Os TBIs, segundo Ferrando, são “um caso de subordinação” dos países uns aos outros, que gera milhões de desabrigados, uma vez que o governo “adapta a realidade” para aquilo que os investidores precisam: se, ao assinar o contrato, eles prometeram terras vazias, devem entregá-las desse jeito a quem as compra, sob o risco de infringir normas internacionais. Outro modo de subordinação é a água. “Apropriação de terra é apropriação de água”, afirmou Ferrando. Os investidores têm direito às fontes de água que existirem nas terras que compraram ou, pelo menos, têm prioridade no acesso.
ProSavana
Falando especificamente do Brasil, o pesquisador citou o programa ProSavana, feito em conjunto com o Japão e o Moçambique. Segundo ele, o governo brasileiro propaga a ideia de que não há comida suficiente para todos e é necessário usar o maior número de territórios possível para produzir mais alimentos, mas isso “é uma mentira”.

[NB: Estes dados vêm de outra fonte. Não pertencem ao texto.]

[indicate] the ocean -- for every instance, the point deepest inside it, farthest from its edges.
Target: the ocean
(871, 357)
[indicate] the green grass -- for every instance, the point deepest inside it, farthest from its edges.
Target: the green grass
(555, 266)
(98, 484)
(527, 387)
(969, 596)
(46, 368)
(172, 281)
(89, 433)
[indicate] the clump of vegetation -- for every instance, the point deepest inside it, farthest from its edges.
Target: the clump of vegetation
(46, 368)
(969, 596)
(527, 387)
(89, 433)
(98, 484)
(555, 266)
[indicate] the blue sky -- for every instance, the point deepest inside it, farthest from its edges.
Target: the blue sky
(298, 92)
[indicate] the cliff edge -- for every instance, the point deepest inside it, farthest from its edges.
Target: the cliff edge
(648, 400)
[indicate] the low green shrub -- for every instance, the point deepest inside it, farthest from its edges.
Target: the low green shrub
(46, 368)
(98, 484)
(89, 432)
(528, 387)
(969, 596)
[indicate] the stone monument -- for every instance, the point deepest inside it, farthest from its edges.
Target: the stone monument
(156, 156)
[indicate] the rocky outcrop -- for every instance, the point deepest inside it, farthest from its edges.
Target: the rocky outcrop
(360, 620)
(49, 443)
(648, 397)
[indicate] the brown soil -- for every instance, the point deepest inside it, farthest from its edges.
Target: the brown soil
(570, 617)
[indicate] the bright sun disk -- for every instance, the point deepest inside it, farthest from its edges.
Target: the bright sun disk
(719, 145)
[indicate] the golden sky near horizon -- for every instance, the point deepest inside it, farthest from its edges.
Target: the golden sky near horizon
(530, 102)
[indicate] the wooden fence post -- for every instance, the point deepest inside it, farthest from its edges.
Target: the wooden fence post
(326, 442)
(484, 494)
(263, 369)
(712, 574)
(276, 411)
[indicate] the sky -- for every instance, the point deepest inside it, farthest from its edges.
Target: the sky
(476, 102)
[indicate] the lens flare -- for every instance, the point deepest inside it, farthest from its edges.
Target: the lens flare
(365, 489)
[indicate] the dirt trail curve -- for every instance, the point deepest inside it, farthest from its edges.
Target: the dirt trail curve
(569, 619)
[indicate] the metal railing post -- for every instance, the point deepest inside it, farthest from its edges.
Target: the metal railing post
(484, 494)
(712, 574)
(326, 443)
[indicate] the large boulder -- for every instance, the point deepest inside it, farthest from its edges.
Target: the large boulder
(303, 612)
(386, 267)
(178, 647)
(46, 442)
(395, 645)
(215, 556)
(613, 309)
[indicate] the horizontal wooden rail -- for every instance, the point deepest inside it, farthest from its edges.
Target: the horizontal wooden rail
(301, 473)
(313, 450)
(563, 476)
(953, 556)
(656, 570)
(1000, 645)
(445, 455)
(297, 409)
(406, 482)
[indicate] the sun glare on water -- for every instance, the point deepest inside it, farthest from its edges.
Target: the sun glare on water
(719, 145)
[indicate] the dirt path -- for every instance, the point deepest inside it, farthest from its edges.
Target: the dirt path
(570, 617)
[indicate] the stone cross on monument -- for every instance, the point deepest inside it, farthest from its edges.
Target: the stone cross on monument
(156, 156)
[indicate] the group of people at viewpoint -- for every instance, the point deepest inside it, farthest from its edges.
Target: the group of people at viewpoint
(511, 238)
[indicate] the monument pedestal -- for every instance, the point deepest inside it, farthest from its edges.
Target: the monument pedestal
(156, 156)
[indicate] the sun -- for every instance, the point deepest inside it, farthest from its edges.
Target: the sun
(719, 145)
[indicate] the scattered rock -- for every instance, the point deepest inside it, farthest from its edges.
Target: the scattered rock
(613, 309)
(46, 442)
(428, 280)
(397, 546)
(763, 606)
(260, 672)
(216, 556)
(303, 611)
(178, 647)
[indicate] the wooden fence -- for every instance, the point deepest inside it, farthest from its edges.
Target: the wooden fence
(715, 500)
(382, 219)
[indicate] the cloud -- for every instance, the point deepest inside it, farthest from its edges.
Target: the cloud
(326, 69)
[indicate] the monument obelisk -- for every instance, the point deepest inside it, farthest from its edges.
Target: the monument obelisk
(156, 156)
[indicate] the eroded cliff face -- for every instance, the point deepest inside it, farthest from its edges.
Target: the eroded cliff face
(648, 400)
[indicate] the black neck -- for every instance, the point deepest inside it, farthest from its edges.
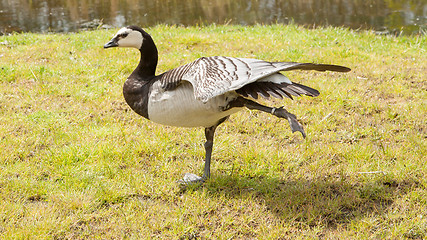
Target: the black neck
(146, 68)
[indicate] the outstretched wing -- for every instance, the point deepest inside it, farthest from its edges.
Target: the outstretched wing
(213, 76)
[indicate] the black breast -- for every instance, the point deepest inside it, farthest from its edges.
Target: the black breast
(136, 93)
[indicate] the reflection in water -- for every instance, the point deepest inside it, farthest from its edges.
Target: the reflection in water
(68, 15)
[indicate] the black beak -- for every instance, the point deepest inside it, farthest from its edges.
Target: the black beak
(112, 43)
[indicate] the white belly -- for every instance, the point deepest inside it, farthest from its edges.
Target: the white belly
(180, 108)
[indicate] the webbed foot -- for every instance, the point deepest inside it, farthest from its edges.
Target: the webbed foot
(292, 119)
(190, 178)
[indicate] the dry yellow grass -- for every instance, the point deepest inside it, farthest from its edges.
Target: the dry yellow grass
(76, 163)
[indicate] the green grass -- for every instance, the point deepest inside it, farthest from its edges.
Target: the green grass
(77, 163)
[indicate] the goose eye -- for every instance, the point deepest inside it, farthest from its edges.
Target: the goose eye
(123, 35)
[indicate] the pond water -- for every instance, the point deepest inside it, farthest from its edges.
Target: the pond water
(386, 16)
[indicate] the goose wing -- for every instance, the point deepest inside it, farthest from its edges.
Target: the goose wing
(213, 76)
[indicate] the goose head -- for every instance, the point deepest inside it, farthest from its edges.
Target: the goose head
(130, 36)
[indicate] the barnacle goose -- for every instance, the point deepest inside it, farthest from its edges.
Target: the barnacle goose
(204, 93)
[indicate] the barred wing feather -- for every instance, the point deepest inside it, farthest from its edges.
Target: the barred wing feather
(213, 76)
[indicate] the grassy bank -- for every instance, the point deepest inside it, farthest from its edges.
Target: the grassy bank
(76, 163)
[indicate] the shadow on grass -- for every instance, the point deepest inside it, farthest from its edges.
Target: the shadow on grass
(326, 202)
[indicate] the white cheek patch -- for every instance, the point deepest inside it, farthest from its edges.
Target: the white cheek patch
(133, 39)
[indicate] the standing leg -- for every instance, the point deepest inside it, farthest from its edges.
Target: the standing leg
(209, 133)
(193, 178)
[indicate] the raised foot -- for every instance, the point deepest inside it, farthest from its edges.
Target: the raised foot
(292, 119)
(190, 178)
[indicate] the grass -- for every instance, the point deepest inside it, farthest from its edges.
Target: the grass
(76, 163)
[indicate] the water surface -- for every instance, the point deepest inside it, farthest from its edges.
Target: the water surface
(388, 16)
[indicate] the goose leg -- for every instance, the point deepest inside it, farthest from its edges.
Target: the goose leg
(190, 178)
(278, 112)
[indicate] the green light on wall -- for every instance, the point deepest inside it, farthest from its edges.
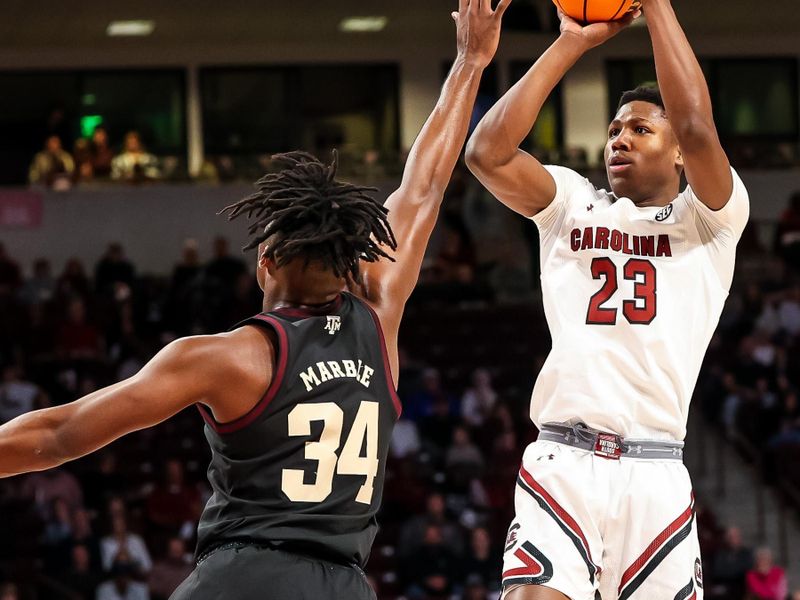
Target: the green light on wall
(89, 123)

O programa tem Brasil e Japão como investidores e o Moçambique como doador de terras. As informações divulgadas são poucas, mas Ferrando afirma que instituições como a Embrapa e a FGV estão envolvidas. O temor é que ocorra no país africano a mesma degradação do ambiente que ocorreu no cerrado brasileiro, com a multiplicação das plantações de soja, diminuindo o espaço para a produção de alimentos e agravando o problema da fome.